Roland Lacroix, théologien de la catéchèse et du catéchuménat, enseignant à l’Institut supérieur de Pastorale catéchétique. Il a publié notamment : Accompagner des catéchumènes. Guide pastoral, catéchétique et liturgique, Paris, Salvator, 2022 ; L’initiation chrétienne : un chemin de conversion, Paris, Cerf, 2025.

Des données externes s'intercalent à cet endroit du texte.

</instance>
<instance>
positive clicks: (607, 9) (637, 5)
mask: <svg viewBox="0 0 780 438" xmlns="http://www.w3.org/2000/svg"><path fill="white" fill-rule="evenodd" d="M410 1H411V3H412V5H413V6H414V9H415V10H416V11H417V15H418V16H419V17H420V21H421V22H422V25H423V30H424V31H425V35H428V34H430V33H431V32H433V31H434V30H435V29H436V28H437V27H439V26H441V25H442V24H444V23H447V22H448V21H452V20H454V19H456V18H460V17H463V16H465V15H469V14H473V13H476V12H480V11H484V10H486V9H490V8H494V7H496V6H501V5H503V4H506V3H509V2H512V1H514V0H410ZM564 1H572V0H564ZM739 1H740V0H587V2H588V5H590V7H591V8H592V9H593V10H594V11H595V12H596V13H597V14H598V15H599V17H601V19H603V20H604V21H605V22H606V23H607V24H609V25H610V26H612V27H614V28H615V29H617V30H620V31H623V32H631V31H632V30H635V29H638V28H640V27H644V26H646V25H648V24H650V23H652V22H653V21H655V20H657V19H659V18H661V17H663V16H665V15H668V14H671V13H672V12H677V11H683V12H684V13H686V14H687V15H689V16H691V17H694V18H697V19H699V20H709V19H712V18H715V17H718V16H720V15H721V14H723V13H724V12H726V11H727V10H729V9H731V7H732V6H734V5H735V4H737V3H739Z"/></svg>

FEUILLETER L’ARTICLE « L’expérience française du catéchuménat mise en perspective historique »
|
Résumé de l’article Dès les années 1940, face aux déjà nombreuses demandes de baptêmes d’adultes, le catéchuménat commence à s’organiser et à expérimenter les étapes liturgiques de l’initiation, bien avant le concile Vatican II. Dans les décennies suivantes (1950-1960), une réflexion théologique approfondie accompagne cette pratique catéchuménale renouvelée et permet de mieux en saisir les enjeux liturgiques et sacramentels. Les années 1970 marquent un déplacement : les acteurs du catéchuménat aspirent alors à faire de toute l’Église une Église catéchuménale. Toutefois, dans les années 1980, leur pratique et leur réflexion se recentrent sur l’initiation chrétienne elle-même. Une étape majeure est franchie dans les années 1990 avec la promulgation du Rituel de l’initiation chrétienne des adultes. Mais la réception de ce Rituel est encore en cours. |
Cette mise en perspective historique de l’expérience française du catéchuménat ouvre le dossier du numéro 265 de la revue La Maison-Dieu portant sur « Les rites de l’Initiation chrétienne au service des catéchumènes ».